How much time, in hours, do the two of you spend doing things together? Just the two of you?

Where is the father of her son? Is he around?


----------



## LiamN (Nov 5, 2012)

It sounds like she has moved on from your marriage. If you want her back you have to stop being "needy" in the relationship, which is very unattractive. You will only be able to save things if you start to give her feelings that she wants you - in other words for you to be attractive to her! How could you be attractive to her, besides not being needy? 
Start to show some strength and belief in yourself. 
You also need to work through the issue of separation from your girls. If you feel bad about it it's not going to help the situation. Start to imagine a future without your wife and see what positive spin you can put on it. It's a funny thing with women - they often find they want you a lot more when you let them know that you don't need them.


----------



## IgLou316 (Dec 12, 2012)

EleGirl said:


> Has your wife seen a doctor about her legs and back?
> 
> How much time, in hours, do the two of you spend doing things together? Just the two of you?
> 
> Where is the father of her son? Is he around?


Oh yes, she's seen many DR's and gotten lots of answers. Some good some bad. We don't spend much time alone due to work schedules and 3 kids. When i do take her out or find a sitter so we can be alone, it's just boring for both of us. Like we'd rather be doing something else. As for the ex husband. He's supposed to have my stepson every other weekend. However, the norm lately is to pick him up friday night and drop him back to us sometime saturday. I'm not sure why this is, but I do know it ruins our weekend because now we spend our time and energy dealing with my stepson rather than enjoying ourselves. He really is just horrible, with all the lying and stealing. He's only 6, I don't see this getting better as he gets older.
_Posted via Mobile Device_


----------



## IgLou316 (Dec 12, 2012)

LiamN said:


> It sounds like she has moved on from your marriage. If you want her back you have to stop being "needy" in the relationship, which is very unattractive. You will only be able to save things if you start to give her feelings that she wants you - in other words for you to be attractive to her!
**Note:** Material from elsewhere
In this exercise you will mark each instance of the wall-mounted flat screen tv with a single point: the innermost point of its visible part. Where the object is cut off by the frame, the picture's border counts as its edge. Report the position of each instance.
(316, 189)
How could you be attractive to her, besides not being needy?
> Start to show some strength and belief in yourself.
> You also need to work through the issue of separation from your girls. If you feel bad about it it's not going to help the situation. Start to imagine a future without your wife and see what positive spin you can put on it. It's a funny thing with women - they often find they want you a lot more when you let them know that you don't need them.


I'm not needy, nor do I need my wife. She is a want not a need. I can see myself without my wife just fine. I live that reality every day.
_Posted via Mobile Device_


----------



## ManUp (Nov 25, 2012)

Then start acting like you don't need her. 

Look, you think this is headed for divorce, get out in front of it. Go see a lawyer and start getting your affairs in order, including making custody a priority. 

Don't allow yourself to be voluntold to do things. Stand up to her. Say no. Disengage from her. Start living like she's not there.